History

Great Britain
- Name: John Bull
- Namesake: John Bull
- Owner: M'Dowal & Twemlow (1802)
- Acquired: By purchase of a French vessel captured 1798
- Fate: Wrecked c. June 1802

General characteristics
- Tons burthen: 203 (bm)
- Sail plan: Brig
- Complement: 30, or 21 (slave voyage)
- Armament: 1798: 12 × 36&6-pounder guns; 1801: 12 × 9-pounder guns + 2 × 42-pounder carronades;

= John Bull (1798 ship) =

French ship

John Bull was a French prize captured in 1798 that was lost on a slave trading voyage in 1802.

==Career==
She may have been the John Bull of 203 tons (bm), that received a letter of marque on 19 May 1798. Her master was Thomas Goodall.
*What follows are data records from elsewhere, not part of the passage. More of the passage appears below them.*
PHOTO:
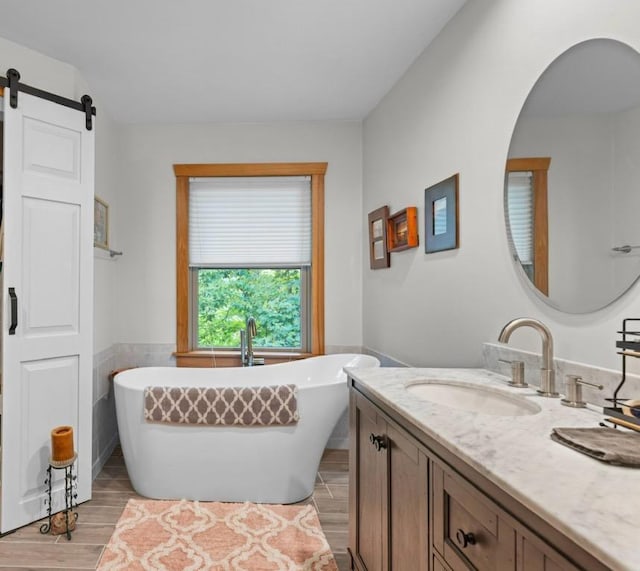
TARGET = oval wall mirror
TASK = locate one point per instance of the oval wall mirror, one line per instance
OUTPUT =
(572, 184)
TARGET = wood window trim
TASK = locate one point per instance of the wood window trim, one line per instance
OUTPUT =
(539, 167)
(185, 355)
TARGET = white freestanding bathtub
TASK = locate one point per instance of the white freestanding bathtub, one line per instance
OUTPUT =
(272, 464)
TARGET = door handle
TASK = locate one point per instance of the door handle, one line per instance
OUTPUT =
(379, 442)
(14, 311)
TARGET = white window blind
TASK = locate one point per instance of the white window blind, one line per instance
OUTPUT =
(520, 210)
(250, 222)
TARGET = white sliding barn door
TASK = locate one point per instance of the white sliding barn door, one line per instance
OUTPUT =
(48, 263)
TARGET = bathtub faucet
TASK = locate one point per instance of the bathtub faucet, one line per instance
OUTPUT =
(246, 344)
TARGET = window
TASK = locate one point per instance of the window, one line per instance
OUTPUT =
(526, 191)
(249, 242)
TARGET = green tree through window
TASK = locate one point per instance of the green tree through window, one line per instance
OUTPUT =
(226, 297)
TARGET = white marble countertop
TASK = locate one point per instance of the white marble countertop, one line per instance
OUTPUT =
(597, 505)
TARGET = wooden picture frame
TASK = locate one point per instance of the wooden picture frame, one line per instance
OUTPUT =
(402, 229)
(378, 253)
(100, 223)
(441, 216)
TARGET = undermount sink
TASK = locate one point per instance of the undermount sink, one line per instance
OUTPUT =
(473, 398)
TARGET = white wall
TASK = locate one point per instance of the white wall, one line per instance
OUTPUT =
(454, 111)
(37, 69)
(146, 225)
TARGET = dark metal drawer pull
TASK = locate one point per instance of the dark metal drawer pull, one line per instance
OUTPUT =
(465, 539)
(379, 442)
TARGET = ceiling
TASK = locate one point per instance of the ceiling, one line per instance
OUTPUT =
(162, 61)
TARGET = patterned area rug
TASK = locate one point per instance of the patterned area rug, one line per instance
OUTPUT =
(193, 536)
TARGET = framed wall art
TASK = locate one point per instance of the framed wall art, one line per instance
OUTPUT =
(441, 216)
(100, 223)
(378, 253)
(402, 229)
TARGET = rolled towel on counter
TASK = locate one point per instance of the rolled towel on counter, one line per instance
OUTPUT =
(606, 444)
(223, 406)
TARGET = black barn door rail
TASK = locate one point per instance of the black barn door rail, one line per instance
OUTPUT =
(12, 82)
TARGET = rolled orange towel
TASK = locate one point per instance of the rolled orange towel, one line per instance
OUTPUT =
(62, 443)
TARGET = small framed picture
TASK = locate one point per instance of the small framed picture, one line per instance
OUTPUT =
(402, 229)
(378, 253)
(441, 216)
(100, 223)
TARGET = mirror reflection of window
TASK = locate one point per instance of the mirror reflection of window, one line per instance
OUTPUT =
(440, 216)
(520, 212)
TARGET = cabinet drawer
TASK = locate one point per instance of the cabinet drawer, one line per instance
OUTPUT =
(467, 529)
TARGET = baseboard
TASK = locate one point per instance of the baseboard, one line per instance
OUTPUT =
(338, 443)
(104, 456)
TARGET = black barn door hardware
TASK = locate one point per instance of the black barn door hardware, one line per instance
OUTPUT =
(14, 311)
(12, 81)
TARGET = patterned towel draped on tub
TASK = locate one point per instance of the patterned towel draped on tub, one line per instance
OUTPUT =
(225, 406)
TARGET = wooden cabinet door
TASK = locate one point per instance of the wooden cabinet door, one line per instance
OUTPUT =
(468, 531)
(407, 504)
(367, 473)
(536, 555)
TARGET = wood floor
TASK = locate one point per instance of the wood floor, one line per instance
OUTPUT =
(28, 549)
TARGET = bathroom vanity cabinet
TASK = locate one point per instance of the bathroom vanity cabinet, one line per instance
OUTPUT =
(415, 506)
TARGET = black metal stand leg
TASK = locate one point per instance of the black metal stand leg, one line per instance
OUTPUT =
(45, 527)
(70, 498)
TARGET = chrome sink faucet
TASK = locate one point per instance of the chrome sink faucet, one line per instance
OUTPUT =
(251, 331)
(246, 344)
(547, 372)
He had changed vessels by 1800.

John Bull first appeared in Lloyd's Register (LR) in 1801.

| Year | Master | Owner | Trade | Source |
|---|---|---|---|---|
| 1801 | P.Bogle | McDowell | Liverpool–Africa | LR |
| 1802 | T.Wright | M'Dowell | Liverpool–Africa | Register of Shipping |

M'Dowell and Twemlow outfitted John Bull c.1801 as a slaver. Captain Thomas Wright sailed her from England on 24 August 1801 to the Bight of Biafra and Gulf of Guinea islands.

She was wrecked at the Portuguese island of Saint Thomas's (probably São Tomé and Príncipe) around June 1802. The Register of Shipping for 1802 carried the annotation that she was "lost". (Note: She had been out an estimated 194 days, and was one of only 12 British slave vessels lost in 1802.)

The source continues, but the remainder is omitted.